The right to freedom of assembly is guaranteed in the United Nations’ Universal Declaration of Human Rights and appears in almost all democratic constitutions, including the First Amendment of the U.S. Constitution. The freedom to speak out and protest were often at the heart of Cold War claims that the “free world” was superior to the “evil empire.”
Of course, even in democratic countries, the police and the courts have a long history of shutting down genuinely threatening gatherings or political meetings. The First Amendment didn’t stop the state from imprisoning Eugene Debs for an anti–World War I speech or from shooting black student protesters at Orangeburg and Jackson State during the black power era.
But if the promise of free assembly is often and easily broken, why would a democratic state go so far as to officially revoke it? Why, in 2014, did we begin to see the de facto power of state repression made de jure?
In Spain the answer is clear. Seven years after the financial crisis and the collapse of the housing market, unemployment remains near 25 percent (and more than 50 percent for youths.) The Spanish state has proved unwilling and unable to address massive structural problems, and the European Union continues to impose austerity on its fourth-largest member economy.

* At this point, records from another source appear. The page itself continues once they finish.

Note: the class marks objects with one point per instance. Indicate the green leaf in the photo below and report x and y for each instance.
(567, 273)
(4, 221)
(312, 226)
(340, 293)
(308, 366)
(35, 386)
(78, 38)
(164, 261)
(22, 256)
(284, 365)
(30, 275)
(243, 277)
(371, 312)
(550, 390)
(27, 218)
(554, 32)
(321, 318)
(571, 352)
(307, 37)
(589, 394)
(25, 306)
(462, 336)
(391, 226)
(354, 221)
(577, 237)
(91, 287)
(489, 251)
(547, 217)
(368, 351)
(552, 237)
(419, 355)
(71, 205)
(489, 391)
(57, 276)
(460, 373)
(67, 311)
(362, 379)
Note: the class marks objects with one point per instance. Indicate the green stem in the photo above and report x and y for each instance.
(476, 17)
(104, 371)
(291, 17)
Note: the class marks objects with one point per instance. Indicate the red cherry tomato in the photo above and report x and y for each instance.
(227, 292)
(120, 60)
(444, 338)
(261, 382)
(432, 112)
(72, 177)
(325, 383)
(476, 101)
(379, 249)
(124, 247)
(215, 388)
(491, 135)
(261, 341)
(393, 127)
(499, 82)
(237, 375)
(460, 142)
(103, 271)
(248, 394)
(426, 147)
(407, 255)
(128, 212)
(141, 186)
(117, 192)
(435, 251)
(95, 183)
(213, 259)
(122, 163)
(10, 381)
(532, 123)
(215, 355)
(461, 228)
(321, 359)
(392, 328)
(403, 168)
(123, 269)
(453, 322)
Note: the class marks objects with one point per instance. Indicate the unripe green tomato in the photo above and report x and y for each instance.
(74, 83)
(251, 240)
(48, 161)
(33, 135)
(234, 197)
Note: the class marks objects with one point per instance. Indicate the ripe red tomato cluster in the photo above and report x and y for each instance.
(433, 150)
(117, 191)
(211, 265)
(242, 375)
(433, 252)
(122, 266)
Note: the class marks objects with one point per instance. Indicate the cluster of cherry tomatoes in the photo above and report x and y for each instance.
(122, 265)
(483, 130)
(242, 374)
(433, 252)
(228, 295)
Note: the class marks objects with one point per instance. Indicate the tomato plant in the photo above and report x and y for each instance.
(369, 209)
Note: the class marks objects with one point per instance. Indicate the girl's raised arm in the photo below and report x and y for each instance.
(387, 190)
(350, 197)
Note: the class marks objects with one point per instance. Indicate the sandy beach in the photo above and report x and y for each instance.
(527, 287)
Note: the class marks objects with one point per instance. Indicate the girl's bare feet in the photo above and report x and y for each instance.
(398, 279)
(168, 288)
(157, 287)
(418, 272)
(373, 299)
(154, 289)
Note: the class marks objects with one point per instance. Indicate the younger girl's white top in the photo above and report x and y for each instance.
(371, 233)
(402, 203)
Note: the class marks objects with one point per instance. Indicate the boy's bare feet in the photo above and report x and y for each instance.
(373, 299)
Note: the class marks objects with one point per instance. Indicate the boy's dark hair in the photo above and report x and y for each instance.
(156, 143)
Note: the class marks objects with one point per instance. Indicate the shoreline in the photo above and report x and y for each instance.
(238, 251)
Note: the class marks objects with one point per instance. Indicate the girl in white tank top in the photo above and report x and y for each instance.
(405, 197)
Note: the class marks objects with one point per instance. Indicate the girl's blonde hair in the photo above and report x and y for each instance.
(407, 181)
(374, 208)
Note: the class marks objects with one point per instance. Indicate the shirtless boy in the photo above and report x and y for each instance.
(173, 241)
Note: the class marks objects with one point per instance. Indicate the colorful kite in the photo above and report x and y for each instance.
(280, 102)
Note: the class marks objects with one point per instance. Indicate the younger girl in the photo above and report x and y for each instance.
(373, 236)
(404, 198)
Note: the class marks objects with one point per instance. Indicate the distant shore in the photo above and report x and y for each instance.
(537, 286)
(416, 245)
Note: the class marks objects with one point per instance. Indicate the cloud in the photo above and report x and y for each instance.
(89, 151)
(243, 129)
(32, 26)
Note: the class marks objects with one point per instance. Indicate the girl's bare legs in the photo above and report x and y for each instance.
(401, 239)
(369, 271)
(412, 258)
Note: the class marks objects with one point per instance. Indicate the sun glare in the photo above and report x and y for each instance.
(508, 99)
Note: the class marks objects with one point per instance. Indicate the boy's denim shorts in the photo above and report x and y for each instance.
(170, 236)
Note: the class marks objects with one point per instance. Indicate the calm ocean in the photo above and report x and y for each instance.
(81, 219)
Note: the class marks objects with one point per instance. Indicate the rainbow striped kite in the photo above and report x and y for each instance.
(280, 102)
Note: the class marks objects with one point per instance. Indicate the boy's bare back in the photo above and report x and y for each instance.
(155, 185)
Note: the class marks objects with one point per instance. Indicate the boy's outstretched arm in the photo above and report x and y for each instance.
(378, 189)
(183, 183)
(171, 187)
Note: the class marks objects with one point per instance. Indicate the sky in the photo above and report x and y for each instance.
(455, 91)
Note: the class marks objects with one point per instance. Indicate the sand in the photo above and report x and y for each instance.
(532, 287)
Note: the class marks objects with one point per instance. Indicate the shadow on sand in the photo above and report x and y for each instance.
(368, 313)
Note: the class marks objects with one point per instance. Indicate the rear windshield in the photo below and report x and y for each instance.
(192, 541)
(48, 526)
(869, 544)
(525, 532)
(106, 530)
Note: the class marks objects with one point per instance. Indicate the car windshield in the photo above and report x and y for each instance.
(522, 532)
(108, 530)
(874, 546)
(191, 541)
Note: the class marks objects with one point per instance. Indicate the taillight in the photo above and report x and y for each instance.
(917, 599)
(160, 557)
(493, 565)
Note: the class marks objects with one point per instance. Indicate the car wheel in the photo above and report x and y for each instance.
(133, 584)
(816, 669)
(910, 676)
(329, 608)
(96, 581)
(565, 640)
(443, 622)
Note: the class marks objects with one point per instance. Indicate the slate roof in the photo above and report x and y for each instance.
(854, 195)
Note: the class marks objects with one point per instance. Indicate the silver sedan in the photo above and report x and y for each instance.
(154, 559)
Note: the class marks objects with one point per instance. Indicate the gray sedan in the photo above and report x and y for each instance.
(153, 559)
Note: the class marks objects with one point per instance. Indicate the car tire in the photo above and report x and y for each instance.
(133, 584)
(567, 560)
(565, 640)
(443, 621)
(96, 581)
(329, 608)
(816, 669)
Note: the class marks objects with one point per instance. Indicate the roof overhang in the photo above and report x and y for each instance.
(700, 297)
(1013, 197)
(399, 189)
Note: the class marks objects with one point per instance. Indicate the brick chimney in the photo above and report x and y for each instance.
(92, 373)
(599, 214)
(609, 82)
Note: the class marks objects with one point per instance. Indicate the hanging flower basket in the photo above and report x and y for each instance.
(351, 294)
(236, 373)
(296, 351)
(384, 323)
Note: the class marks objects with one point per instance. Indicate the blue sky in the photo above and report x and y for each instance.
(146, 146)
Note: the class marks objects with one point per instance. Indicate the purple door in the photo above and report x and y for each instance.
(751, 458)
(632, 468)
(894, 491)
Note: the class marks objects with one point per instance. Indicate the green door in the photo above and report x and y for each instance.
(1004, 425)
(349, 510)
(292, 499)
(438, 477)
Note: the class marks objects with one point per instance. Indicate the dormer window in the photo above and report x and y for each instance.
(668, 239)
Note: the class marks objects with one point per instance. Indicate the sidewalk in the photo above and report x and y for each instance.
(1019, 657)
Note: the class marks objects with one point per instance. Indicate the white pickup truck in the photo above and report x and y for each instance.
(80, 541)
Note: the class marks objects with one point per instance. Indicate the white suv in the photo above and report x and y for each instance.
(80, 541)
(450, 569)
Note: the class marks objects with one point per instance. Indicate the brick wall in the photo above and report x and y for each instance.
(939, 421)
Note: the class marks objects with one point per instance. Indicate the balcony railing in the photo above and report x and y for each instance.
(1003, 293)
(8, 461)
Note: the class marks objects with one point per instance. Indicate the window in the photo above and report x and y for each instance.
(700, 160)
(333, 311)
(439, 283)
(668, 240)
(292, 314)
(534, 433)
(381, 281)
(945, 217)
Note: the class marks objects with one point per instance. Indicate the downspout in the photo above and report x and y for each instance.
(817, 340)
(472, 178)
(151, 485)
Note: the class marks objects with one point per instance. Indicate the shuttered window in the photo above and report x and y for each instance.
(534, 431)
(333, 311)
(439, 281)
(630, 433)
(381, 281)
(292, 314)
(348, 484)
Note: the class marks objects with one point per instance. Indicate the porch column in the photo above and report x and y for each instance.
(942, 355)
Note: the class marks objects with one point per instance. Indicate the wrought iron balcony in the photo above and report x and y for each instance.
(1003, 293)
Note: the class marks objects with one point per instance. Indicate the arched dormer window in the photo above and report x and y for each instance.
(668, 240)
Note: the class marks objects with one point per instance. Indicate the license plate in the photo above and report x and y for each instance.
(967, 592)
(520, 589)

As a result, Spanish people have grown almost completely disillusioned with the possibility of change coming through government. They are increasingly turning to mutual aid, social movements and direct action to get things done.
It might be argued that Spain’s repressive gag law reflects the country’s relatively recent transition from dictatorship to democracy, which began only in 1975. But there was no Generalissimo Francisco Franco in Quebec or Australia. And New York City has technically been a democracy for hundreds of years, no matter how closely it has come to resemble heavily policed city-states such as Singapore and Hong Kong.
The appearance of anti-protest laws in so many countries reveals a general trend in the way governments envision the future. As the state’s utter failure to assist those most hurt by the ongoing economic crisis becomes impossible to ignore and as even the recovery from crisis proves hollow for most people, protests and riots are spreading worldwide, with no sign of slowing down. The politicians and the governments have made their choice: stability and continuity, by any means necessary.
These new laws suggest that the ruling elites are preparing themselves for protracted conflict. Rather than genuflect before the idols of democratic freedoms — or, God forbid, actually attempt to alleviate such widespread social problems as inequality, racist violence and ecological collapse — governments are giving themselves new weapons to crush those who demand change. But once nonviolent marches are punished just as harshly as rioting, will protesters stick to mere demonstrations? Or will they take the streets with more radical ideas about what’s required to win justice?